Google’s a pretty neat tool, and it’s fascinating to see how it’s evolved over the past ten years. When I first came to Thailand in 2001, I did all my searches using either Lycos, HotBot, or Excite, but now I – indeed, most of the world – simply uses Google. It’s pretty amazing how far their shadow stretches, touching pretty much every corner of the internet, no matter how insignificant. For non-insanely smart computer geeks, it’s a bit hard to wrap your mind around exactly how access to all this seemingly minor information can congeal into a useful whole, but a new Google tool called Ngram consolidates an incredible amount of information – 200 years’ worth of printed material, to be precise – and lets you search.

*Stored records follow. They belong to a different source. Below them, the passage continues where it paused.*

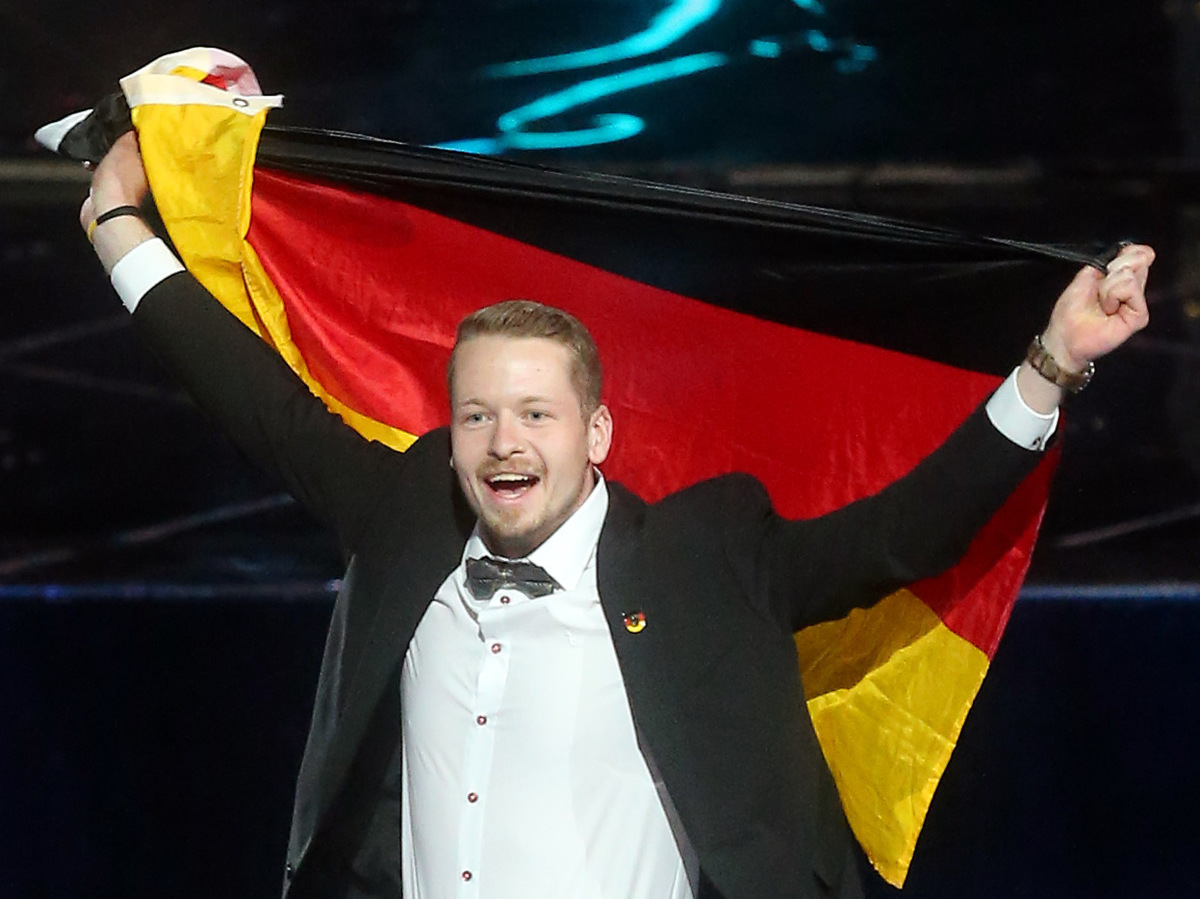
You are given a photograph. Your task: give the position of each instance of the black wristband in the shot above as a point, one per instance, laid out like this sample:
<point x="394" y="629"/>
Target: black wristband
<point x="117" y="211"/>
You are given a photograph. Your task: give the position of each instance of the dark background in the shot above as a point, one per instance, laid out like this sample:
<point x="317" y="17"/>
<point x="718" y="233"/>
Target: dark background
<point x="162" y="607"/>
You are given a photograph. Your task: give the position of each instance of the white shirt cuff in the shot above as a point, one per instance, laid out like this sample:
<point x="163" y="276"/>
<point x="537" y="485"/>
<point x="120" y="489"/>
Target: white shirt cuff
<point x="141" y="269"/>
<point x="1020" y="424"/>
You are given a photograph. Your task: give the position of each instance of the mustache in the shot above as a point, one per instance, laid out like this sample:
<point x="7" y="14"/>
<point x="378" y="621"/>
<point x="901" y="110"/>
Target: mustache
<point x="486" y="472"/>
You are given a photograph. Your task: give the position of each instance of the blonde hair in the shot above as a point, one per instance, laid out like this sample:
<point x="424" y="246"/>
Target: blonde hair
<point x="526" y="318"/>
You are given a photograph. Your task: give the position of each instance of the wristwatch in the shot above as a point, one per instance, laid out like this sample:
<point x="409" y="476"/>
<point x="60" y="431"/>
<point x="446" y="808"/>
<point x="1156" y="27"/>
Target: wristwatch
<point x="1049" y="369"/>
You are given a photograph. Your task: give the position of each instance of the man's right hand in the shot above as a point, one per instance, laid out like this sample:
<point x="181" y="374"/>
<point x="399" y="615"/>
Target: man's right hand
<point x="119" y="180"/>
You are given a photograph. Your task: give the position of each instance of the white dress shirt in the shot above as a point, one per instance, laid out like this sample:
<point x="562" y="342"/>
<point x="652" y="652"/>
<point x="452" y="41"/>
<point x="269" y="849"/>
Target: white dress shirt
<point x="521" y="769"/>
<point x="522" y="777"/>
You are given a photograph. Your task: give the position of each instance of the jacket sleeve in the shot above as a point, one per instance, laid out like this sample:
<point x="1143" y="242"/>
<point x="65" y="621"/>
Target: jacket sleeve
<point x="270" y="414"/>
<point x="819" y="569"/>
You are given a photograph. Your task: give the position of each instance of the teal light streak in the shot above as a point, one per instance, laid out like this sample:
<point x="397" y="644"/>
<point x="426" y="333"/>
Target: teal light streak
<point x="767" y="49"/>
<point x="817" y="41"/>
<point x="665" y="29"/>
<point x="605" y="127"/>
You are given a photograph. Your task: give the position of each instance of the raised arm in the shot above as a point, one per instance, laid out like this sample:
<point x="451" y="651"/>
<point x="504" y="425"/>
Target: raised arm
<point x="233" y="375"/>
<point x="924" y="522"/>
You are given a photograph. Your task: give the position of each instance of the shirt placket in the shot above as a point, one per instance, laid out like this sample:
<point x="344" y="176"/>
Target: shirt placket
<point x="496" y="654"/>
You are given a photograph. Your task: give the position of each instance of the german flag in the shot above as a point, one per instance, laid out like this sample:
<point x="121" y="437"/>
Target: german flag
<point x="823" y="352"/>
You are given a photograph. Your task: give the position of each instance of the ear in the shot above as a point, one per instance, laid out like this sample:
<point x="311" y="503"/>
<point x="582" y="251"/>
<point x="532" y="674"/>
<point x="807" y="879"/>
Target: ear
<point x="599" y="435"/>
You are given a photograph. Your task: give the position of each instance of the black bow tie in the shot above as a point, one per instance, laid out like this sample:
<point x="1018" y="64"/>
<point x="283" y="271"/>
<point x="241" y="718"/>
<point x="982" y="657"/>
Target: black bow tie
<point x="487" y="575"/>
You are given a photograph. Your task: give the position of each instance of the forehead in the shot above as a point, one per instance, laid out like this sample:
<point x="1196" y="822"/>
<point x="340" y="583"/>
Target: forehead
<point x="493" y="364"/>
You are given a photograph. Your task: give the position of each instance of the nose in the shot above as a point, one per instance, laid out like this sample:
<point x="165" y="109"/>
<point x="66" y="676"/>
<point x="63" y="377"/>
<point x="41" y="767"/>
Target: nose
<point x="507" y="439"/>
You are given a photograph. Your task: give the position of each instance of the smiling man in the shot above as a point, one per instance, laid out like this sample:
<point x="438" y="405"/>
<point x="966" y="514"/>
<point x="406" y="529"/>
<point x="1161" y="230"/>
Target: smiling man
<point x="534" y="683"/>
<point x="527" y="424"/>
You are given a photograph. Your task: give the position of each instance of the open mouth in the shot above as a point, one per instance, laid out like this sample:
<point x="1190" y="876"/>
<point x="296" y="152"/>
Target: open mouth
<point x="510" y="484"/>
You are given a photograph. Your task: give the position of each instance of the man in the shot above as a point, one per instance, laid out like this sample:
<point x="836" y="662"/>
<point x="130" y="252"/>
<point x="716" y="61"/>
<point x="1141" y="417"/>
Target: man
<point x="619" y="712"/>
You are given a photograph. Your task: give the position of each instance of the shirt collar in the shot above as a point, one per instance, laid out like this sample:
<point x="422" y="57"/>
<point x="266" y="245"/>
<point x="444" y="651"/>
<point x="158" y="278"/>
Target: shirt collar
<point x="567" y="552"/>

Just for fun, I did some popular searches for Thai terms.
A recent Wall Street Journal article that describes just how Google Ngram Viewer can be used says:
Scientists at Harvard University, Massachusetts Institute of Technology, Google and the Encyclopedia Britannica unveiled a database of two billion words and phrases drawn from 5.2 million books in Google’s digital library published during the past 200 years. With this tool, researchers can measure trends through the language authors used and the names of people they mentioned.

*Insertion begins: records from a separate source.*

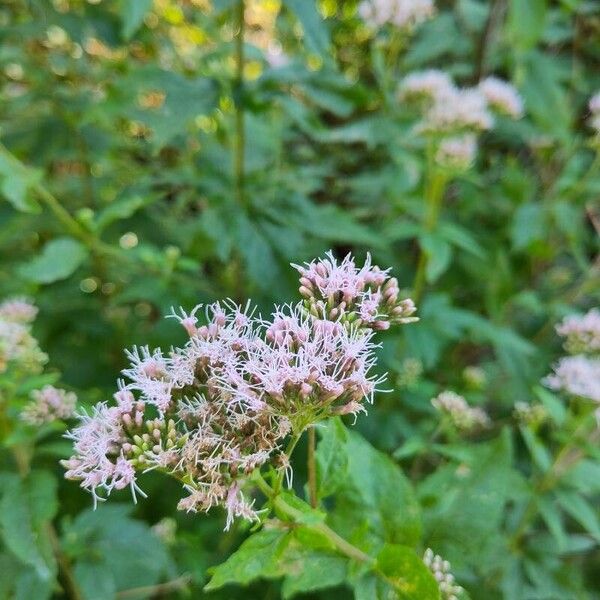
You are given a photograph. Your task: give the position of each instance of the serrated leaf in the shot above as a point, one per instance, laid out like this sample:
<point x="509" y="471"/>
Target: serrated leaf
<point x="526" y="22"/>
<point x="26" y="508"/>
<point x="407" y="573"/>
<point x="257" y="557"/>
<point x="16" y="181"/>
<point x="59" y="259"/>
<point x="311" y="572"/>
<point x="439" y="254"/>
<point x="376" y="502"/>
<point x="120" y="209"/>
<point x="110" y="546"/>
<point x="332" y="461"/>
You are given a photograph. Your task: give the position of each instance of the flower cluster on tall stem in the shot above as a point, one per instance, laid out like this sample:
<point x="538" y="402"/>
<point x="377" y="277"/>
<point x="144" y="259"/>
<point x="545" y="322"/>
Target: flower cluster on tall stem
<point x="213" y="411"/>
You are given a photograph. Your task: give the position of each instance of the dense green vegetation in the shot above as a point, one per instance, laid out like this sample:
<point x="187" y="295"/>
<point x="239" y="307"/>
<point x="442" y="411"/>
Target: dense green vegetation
<point x="157" y="154"/>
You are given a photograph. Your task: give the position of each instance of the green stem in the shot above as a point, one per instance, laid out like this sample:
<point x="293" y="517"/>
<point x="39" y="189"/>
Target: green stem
<point x="240" y="134"/>
<point x="339" y="543"/>
<point x="568" y="456"/>
<point x="288" y="452"/>
<point x="434" y="194"/>
<point x="311" y="467"/>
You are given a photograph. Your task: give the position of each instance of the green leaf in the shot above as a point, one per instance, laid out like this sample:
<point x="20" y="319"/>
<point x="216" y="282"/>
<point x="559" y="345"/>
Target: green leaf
<point x="27" y="506"/>
<point x="332" y="461"/>
<point x="464" y="504"/>
<point x="528" y="226"/>
<point x="59" y="259"/>
<point x="256" y="557"/>
<point x="316" y="34"/>
<point x="439" y="254"/>
<point x="526" y="22"/>
<point x="407" y="573"/>
<point x="376" y="502"/>
<point x="311" y="572"/>
<point x="16" y="182"/>
<point x="113" y="552"/>
<point x="581" y="510"/>
<point x="132" y="16"/>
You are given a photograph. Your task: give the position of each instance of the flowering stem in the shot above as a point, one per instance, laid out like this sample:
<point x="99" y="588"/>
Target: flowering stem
<point x="434" y="193"/>
<point x="240" y="135"/>
<point x="312" y="471"/>
<point x="341" y="545"/>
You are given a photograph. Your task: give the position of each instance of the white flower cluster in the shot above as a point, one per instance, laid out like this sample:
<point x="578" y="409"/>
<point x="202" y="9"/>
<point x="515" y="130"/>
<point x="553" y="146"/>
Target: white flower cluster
<point x="582" y="333"/>
<point x="530" y="414"/>
<point x="403" y="14"/>
<point x="440" y="568"/>
<point x="211" y="412"/>
<point x="464" y="417"/>
<point x="49" y="404"/>
<point x="457" y="115"/>
<point x="18" y="347"/>
<point x="579" y="374"/>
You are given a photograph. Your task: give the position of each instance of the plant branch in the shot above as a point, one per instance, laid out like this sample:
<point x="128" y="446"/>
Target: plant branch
<point x="240" y="134"/>
<point x="311" y="468"/>
<point x="434" y="193"/>
<point x="341" y="545"/>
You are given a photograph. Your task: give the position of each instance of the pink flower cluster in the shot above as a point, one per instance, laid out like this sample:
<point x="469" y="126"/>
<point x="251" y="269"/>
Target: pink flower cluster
<point x="456" y="115"/>
<point x="403" y="14"/>
<point x="49" y="404"/>
<point x="365" y="296"/>
<point x="213" y="411"/>
<point x="579" y="374"/>
<point x="464" y="417"/>
<point x="18" y="347"/>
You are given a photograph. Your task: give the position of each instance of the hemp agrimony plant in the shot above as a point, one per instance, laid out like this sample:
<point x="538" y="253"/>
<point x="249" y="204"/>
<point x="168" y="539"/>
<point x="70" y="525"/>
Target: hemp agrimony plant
<point x="218" y="410"/>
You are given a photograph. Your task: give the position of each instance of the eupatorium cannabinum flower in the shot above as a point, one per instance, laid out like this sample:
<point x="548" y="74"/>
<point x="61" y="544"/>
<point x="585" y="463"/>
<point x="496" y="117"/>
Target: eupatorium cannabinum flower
<point x="403" y="14"/>
<point x="18" y="347"/>
<point x="464" y="417"/>
<point x="448" y="110"/>
<point x="441" y="572"/>
<point x="213" y="411"/>
<point x="582" y="332"/>
<point x="49" y="404"/>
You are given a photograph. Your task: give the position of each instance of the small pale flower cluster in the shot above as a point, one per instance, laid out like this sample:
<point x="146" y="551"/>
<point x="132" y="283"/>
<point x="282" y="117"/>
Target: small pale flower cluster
<point x="457" y="153"/>
<point x="530" y="414"/>
<point x="403" y="14"/>
<point x="49" y="404"/>
<point x="17" y="345"/>
<point x="213" y="411"/>
<point x="579" y="374"/>
<point x="455" y="114"/>
<point x="440" y="568"/>
<point x="502" y="97"/>
<point x="582" y="333"/>
<point x="464" y="417"/>
<point x="594" y="106"/>
<point x="364" y="297"/>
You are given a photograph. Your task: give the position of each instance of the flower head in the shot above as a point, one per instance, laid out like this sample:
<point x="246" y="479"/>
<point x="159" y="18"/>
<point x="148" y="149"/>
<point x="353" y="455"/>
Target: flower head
<point x="502" y="96"/>
<point x="576" y="375"/>
<point x="49" y="404"/>
<point x="464" y="417"/>
<point x="403" y="14"/>
<point x="219" y="407"/>
<point x="582" y="333"/>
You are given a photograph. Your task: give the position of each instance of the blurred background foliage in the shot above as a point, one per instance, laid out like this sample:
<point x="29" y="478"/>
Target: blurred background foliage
<point x="164" y="153"/>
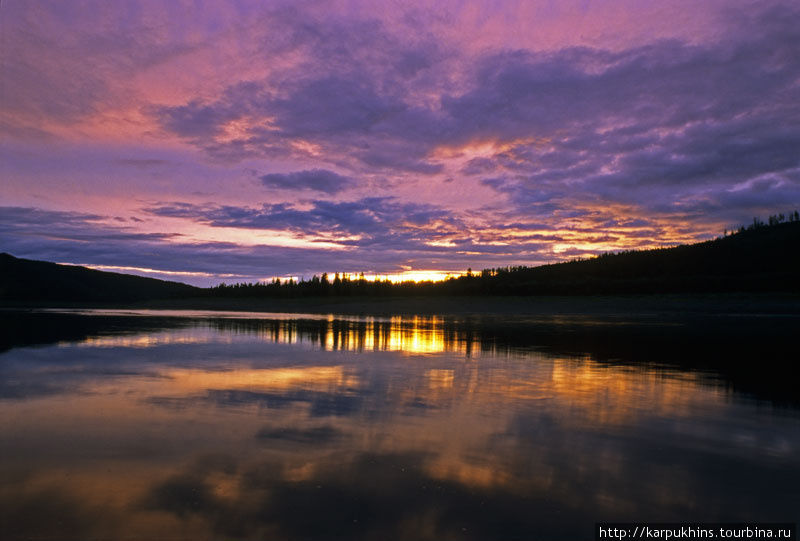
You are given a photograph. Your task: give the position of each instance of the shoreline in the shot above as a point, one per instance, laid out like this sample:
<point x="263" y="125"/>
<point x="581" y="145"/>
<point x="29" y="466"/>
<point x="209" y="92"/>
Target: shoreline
<point x="751" y="304"/>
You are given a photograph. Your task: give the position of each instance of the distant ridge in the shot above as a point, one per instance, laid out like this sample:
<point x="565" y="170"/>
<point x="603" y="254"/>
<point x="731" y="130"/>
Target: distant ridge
<point x="759" y="258"/>
<point x="42" y="281"/>
<point x="762" y="258"/>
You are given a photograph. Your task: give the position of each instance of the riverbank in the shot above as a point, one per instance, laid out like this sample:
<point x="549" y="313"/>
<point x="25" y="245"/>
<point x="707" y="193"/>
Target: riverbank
<point x="728" y="303"/>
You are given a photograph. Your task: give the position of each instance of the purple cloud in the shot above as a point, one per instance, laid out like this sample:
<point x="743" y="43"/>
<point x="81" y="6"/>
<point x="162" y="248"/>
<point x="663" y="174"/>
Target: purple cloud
<point x="320" y="180"/>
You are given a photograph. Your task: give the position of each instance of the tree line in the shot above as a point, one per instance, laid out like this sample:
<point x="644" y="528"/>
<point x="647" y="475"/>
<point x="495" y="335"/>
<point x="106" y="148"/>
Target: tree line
<point x="759" y="256"/>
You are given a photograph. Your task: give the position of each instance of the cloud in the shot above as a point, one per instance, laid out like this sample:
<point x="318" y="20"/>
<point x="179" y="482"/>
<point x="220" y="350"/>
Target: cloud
<point x="320" y="180"/>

Analyzing the computerized text, the researchers reported that they could measure the hardening rhetoric of nations facing off for war, by tracking increasing use of the word “enemy.” They also could track changing tastes in food, noting the waning appetite for sausage, which peaks in the 1940s, and the advent of sushi, the mentions of which start to soar in the 1980s. They documented the decline of the word “God” in the modern era, which falls sharply from its peak in the 1840s.
The Los Angeles Times also has a pretty good article. So, there’s a lot of information to be had if you know how to tweak it correctly, so I ran a few searches to see what I could find out, and here’s what I saw:
Now, as far as actually knowing what any of this means, well… I’m not that smart, I’m afraid. It probably has some deep meaning that can be pulled from the raw data, but truth be told, I just like the pretty colors. At any rate, it’s a pretty fascinating toy. Are there any other Thai-specific terms you can think of comparing?
Interesting. Also note English-language context with regards to US/UK-centric (?) sources. What is and what isn't represented in google's digital library?
Another interesting graph from google is here :
http://www.google.com/transparencyreport/traffic/?r=TH&l=WEBSEARCH&csd=1231406281773&ced=1292659200000
It shows that internet usage really drops off in Thailand on Songkran and New Year, which is a different profile to most countries. Maybe its because Thai actually spend time with their families on the Holidays, or maybe everyone is just to drunk to google 🙂
Another interesting graph is usage of Google Translate from Thailand
http://www.google.com/transparencyreport/traffic/?r=TH&l=TRANSLATE&csd=1230796800000&ced=1292659200000
It really peeks around the RedShirt protests, I presume because were suddenly more curious/worried about the image of the country …
Serene, you're in a better position than I to analyze this sort of thing, seeing as you're way smarter than me. 😛
Justin, thanks, that's an interesting graph. If nothing else, Google has somehow figured out how to take raw, boring statistical data and make it un-boring.
NGram tool is case sensitive. "Bangkok" or "Thailand" give proper results, while "thailand" or "bangkok" return how many careless misspellings appeared in print or online.
Also, in the English corpus, it's more fair to compare Bangkok to Asian cities (e.g. Tokyo, Seoul or Peking/Beijing) than to Paris or London.